What it means for on-premise AI in China

For Chinese data centers and enterprises committed to self-hosted infrastructure, these chips represent a necessary middle ground. On one hand, they enable the building of on-premise clusters for model training and serving, ensuring data sovereignty and direct control—a critical point under Chinese regulations. On the other hand, reduced per-chip performance forces a reconsideration of TCO: reaching the same compute throughput requires more units, with a knock-on effect on energy consumption and operational costs. Nevertheless, for many workloads such as fine-tuning or inference on quantized models (e.g., INT8), the performance gap may be acceptable, especially when the alternative is no access to advanced silicon at all. Moreover, using local accelerators avoids dependency on foreign cloud providers, something Chinese authorities strongly favor. For those evaluating on-premise deployments in China, hardware vendor selection thus introduces an additional trade-off between performance and regulatory compliance.

The fragmentation of AI hardware: two parallel worlds

Qualcomm's move is part of a broader bifurcation in the global AI semiconductor market. While the U.S. administration aims to slow China's technological progress in AI, Beijing's response has been to accelerate investments in domestic chipmakers like Biren and Moore Thread. The result is a kind of "silicon curtain" separating two hardware ecosystems: one based on full-performance NVIDIA, AMD, and Intel products for the rest of the world, and one made of nerfed or locally designed solutions for China. For multinational companies with operations in China, this scenario adds complexity: managing heterogeneous server fleets with differently optimized drivers and frameworks can increase maintenance costs and reduce software portability. Moreover, fragmentation risks slowing the adoption of shared standards, creating separate pockets of expertise.

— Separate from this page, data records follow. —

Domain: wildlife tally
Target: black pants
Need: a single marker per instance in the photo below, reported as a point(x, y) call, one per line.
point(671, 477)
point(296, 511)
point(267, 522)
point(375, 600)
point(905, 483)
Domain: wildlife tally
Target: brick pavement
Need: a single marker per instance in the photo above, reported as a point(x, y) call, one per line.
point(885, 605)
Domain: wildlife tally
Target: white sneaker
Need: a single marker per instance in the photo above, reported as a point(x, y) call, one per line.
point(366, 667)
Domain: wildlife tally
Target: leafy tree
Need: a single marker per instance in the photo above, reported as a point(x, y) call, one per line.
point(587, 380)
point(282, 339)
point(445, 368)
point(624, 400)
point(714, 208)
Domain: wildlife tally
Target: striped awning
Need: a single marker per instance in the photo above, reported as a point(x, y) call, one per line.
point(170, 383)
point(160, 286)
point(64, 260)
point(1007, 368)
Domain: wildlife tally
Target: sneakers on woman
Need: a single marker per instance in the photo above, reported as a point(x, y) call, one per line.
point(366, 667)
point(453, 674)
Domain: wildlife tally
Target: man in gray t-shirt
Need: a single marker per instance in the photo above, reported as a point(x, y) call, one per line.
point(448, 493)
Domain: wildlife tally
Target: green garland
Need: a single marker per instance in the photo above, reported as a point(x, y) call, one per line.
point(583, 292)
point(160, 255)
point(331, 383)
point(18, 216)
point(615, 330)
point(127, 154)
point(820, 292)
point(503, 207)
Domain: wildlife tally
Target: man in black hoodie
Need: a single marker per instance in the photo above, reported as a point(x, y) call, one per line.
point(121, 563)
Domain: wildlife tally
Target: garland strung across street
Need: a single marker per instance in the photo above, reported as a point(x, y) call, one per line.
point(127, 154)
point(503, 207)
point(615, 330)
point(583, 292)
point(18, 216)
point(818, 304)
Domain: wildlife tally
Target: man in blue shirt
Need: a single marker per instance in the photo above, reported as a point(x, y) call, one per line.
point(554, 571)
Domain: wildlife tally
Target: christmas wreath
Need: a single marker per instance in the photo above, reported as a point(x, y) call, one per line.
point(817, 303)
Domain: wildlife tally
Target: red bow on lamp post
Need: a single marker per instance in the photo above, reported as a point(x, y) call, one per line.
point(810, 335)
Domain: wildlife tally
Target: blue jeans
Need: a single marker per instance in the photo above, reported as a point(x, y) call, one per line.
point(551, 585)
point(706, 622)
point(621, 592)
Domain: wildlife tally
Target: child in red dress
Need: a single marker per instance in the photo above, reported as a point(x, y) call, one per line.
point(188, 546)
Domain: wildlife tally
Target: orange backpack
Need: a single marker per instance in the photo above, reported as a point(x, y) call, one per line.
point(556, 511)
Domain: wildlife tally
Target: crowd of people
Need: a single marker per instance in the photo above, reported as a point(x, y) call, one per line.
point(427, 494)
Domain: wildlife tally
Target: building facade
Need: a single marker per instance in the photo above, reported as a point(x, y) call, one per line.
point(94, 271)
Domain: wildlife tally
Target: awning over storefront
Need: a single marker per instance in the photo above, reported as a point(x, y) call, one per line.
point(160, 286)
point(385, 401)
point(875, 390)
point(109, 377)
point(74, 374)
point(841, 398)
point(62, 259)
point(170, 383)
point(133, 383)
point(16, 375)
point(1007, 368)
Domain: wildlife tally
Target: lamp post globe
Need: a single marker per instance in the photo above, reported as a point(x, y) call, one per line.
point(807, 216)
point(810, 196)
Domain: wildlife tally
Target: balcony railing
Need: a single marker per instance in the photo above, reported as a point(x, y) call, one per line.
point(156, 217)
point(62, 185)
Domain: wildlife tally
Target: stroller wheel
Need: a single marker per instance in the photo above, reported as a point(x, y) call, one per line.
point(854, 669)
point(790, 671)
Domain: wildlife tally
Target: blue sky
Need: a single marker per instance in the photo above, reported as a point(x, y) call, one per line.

Outlook: a precarious balance between trade and security

The strategy of nerfed versions keeps the door to the Chinese market open, but it's an unstable equilibrium. U.S. regulators could tighten the parameters further, rendering the newly introduced chips obsolete almost overnight. At the same time, China is investing heavily to close the technology gap, which could lead, in the medium term, to competitive homegrown solutions, reducing reliance on imports. For IT managers and decision-makers operating in China's AI sector, this regulatory and technological uncertainty becomes a key variable in on-premise infrastructure planning. The analysis of trade-offs between performance, TCO, and supply risk will only grow in importance. At AI-RADAR, we will continue to track these developments, because hardware choices for inference and training are never just about specs—they are strategic factors that shape the long-term viability of projects.